In the end, voter turnout was 37 percent, about 10 percent lower than in 2015, indicating that the public wasn’t particularly motivated to make changes. Both the OPFL and Poroshenko’s European Solidarity Party received back part of the votes that Zelensky and the SP had received in the presidential and parliamentary elections. Some interpret this as a reprimand for Zelensky, but the party’s share of the vote largely suggests a return to an earlier pattern, which is not surprising given that new SP candidates are not particularly well known and established locally.
Regardless of the party, almost all incumbent city mayors who had a reputation for being an efficient provider of public services were re-elected. Many winners in the eastern regions were affiliated with or approved of the OPFL, but for both social and geopolitical reasons. In the vote in Kiev City Council, candidates who could be classified as pro-national (anti-Russian) received about 63 percent of the vote, while the OPFL received 7 percent.

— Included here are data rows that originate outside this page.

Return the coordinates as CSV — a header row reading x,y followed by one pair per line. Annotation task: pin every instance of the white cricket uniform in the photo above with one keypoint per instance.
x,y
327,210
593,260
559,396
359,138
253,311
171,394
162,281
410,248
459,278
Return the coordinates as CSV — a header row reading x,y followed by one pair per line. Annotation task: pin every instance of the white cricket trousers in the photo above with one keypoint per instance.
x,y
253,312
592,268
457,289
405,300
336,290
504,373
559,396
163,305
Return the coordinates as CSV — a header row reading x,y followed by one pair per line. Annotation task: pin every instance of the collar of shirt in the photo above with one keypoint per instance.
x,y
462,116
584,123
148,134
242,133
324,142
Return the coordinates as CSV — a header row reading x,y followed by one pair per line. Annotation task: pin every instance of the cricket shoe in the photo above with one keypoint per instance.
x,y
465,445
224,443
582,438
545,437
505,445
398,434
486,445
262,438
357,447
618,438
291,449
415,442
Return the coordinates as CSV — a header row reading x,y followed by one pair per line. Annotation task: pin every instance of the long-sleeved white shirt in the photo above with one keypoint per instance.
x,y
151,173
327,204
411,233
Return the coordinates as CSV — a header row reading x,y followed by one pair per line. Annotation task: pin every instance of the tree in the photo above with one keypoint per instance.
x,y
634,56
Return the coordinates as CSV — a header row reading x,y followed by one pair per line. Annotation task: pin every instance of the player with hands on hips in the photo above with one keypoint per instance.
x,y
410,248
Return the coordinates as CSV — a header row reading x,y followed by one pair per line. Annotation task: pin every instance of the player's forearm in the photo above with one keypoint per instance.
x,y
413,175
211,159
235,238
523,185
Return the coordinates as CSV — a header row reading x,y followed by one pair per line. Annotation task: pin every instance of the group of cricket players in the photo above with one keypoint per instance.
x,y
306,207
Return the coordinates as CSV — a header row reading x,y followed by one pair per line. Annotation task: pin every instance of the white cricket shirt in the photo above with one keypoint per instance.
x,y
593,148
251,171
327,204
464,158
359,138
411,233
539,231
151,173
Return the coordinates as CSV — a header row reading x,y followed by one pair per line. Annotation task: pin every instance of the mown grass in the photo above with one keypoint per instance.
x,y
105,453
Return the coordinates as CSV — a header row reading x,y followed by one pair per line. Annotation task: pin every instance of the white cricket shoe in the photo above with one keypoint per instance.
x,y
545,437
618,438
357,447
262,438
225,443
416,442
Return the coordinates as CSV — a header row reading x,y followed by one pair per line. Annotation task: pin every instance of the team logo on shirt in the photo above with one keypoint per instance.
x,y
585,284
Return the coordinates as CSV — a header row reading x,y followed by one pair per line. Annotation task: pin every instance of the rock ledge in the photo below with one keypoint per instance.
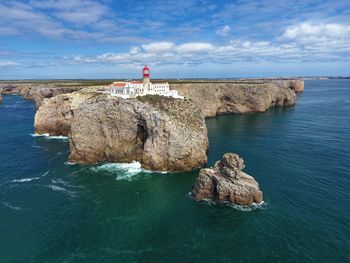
x,y
225,182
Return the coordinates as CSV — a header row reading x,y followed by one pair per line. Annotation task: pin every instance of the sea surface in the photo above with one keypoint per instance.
x,y
52,211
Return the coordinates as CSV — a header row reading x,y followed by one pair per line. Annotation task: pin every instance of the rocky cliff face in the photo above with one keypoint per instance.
x,y
36,92
163,134
56,114
293,84
222,98
226,182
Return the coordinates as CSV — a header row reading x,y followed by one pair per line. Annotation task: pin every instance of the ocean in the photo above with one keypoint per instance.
x,y
52,211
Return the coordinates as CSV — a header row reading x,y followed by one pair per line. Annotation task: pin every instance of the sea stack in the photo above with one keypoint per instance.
x,y
226,183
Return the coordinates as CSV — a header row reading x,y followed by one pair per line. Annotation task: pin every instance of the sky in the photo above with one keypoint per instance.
x,y
52,39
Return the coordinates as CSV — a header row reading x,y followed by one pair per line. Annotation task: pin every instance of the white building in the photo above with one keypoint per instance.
x,y
137,88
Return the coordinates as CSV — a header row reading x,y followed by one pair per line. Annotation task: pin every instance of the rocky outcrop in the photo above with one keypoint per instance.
x,y
296,85
226,182
37,92
56,114
162,133
215,98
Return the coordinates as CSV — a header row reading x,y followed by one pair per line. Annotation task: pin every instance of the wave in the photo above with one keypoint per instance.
x,y
61,189
47,136
124,171
244,208
59,181
24,180
8,205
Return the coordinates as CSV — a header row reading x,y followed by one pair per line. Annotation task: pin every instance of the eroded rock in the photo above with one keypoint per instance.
x,y
244,97
225,182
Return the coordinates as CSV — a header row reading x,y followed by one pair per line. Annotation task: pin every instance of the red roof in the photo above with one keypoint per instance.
x,y
119,84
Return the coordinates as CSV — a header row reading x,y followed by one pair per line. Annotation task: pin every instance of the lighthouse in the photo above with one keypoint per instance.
x,y
145,74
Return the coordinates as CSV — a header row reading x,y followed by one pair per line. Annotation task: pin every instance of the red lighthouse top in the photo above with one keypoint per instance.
x,y
145,71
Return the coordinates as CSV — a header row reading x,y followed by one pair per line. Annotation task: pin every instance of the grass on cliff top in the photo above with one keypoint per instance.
x,y
103,82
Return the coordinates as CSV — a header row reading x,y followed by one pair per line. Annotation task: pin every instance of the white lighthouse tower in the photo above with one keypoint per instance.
x,y
138,88
145,74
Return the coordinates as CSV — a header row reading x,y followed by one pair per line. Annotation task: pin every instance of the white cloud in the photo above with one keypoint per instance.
x,y
8,63
306,32
158,47
224,31
194,47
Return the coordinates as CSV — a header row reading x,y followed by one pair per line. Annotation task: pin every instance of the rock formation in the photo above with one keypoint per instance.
x,y
215,98
162,133
296,85
226,182
56,114
37,92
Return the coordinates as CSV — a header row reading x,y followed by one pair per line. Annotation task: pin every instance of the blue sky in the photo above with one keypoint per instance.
x,y
183,38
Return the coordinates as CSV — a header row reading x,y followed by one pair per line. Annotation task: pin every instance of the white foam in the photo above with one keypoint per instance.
x,y
61,189
124,171
8,205
245,208
47,136
46,173
24,180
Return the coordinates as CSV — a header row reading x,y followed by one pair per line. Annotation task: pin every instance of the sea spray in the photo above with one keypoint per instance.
x,y
49,137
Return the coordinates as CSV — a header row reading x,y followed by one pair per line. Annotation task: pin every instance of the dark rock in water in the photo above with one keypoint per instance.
x,y
225,182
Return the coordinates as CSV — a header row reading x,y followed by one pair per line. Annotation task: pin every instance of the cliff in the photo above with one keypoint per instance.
x,y
215,98
56,114
37,92
163,134
296,85
225,182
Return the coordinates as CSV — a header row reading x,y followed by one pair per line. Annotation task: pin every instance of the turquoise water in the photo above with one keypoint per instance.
x,y
54,212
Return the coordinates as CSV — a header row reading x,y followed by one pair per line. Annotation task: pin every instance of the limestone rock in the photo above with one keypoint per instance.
x,y
163,134
225,182
296,85
37,92
215,98
56,114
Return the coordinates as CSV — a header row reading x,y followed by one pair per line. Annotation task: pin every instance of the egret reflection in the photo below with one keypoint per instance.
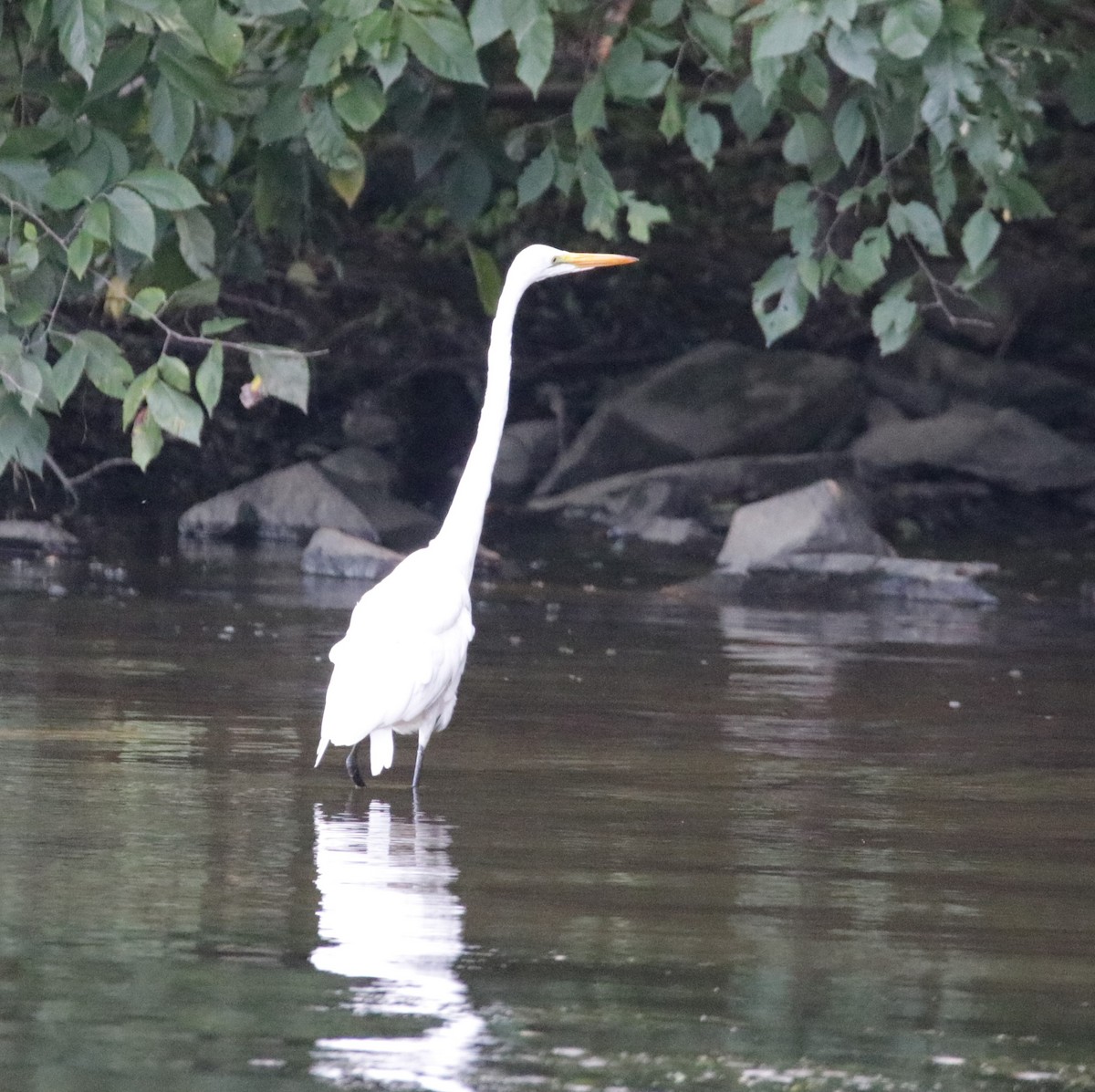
x,y
390,920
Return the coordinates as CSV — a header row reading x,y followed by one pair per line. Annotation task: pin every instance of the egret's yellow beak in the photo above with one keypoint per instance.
x,y
591,261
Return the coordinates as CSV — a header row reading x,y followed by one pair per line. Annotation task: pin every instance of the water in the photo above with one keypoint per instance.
x,y
662,846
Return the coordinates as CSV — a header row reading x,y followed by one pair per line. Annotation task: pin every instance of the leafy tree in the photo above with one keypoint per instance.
x,y
151,147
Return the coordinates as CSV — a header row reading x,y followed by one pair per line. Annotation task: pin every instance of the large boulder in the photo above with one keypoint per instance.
x,y
366,478
333,553
720,400
816,543
638,504
1003,446
286,504
822,517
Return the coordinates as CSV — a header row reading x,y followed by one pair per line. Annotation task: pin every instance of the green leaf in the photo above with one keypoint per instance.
x,y
132,223
782,284
895,318
979,236
81,26
486,22
118,67
147,302
147,441
536,49
80,253
283,117
750,113
283,372
795,210
849,130
175,412
224,39
327,57
211,377
787,33
909,26
715,34
537,177
19,374
589,108
704,135
487,277
214,327
328,141
171,120
164,190
630,77
97,221
663,12
197,242
174,372
66,190
923,223
1078,88
68,369
868,264
672,124
808,140
1017,198
602,199
443,44
104,364
136,394
853,51
23,435
641,215
360,104
198,294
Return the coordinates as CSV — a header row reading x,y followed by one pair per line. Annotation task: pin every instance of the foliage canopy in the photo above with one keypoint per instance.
x,y
149,148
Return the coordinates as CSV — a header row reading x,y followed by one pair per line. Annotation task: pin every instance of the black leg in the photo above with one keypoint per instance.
x,y
351,767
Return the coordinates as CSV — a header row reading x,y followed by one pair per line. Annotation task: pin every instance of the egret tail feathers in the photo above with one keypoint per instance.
x,y
381,750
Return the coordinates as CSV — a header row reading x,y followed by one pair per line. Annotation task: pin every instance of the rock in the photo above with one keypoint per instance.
x,y
721,400
286,504
816,543
34,536
527,451
367,424
822,517
365,478
842,577
1003,446
690,489
1043,393
332,553
360,464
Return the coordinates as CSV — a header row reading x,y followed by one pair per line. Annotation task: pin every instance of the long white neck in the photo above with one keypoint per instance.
x,y
460,533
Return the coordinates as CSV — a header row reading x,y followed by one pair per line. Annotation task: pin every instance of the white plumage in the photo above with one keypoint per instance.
x,y
398,669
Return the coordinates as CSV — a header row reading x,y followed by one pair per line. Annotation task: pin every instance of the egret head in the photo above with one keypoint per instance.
x,y
539,263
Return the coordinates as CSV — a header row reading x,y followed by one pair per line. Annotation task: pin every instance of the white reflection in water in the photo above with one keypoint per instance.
x,y
388,914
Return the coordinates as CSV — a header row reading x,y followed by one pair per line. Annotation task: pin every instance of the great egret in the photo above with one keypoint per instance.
x,y
399,665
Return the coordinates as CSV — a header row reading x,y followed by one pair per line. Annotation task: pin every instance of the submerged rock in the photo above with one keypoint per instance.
x,y
286,504
333,553
1005,446
36,537
720,400
820,519
816,543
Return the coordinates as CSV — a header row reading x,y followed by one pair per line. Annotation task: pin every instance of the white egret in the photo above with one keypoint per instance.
x,y
399,665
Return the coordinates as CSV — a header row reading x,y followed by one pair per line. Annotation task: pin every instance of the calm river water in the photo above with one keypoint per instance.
x,y
661,847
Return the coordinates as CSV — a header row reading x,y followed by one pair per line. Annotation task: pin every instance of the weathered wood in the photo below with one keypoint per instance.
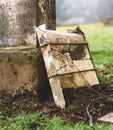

These results show long-term continuity in basic public preferences, including considerable stamina in the OPFL. However, voter optimism could indicate that the decentralization of politics introduced by Poroshenko is having a positive effect. In the short term, decentralization marks the further democratization of the country, a departure from the centralizing Russian model. In the long term, it should also increase interest in local elections and strengthen civil society from the ground up.
With Ukraine’s progress in decentralization, local elections are becoming increasingly important. As a result of the decentralization, the local budgets were increased considerably and the infrastructure improved. Local political participation flourishes. More maids seem a long way off, as free elections can be lost by incumbents and won by challengers. Citizens see that their votes matter and that the election results are products of their preferences.
Local elections are therefore less evidence of national leaders than of local progress. This marks a ripening of democracy, with political parties being told that they need to create stronger public service institutions – including institutions that fight corruption and protect the security of the country.
As Alexis de Tocqueville once remarked, democracy enables people to correct their mistakes. Overall, Ukrainian democracy is on a satisfactory learning curve.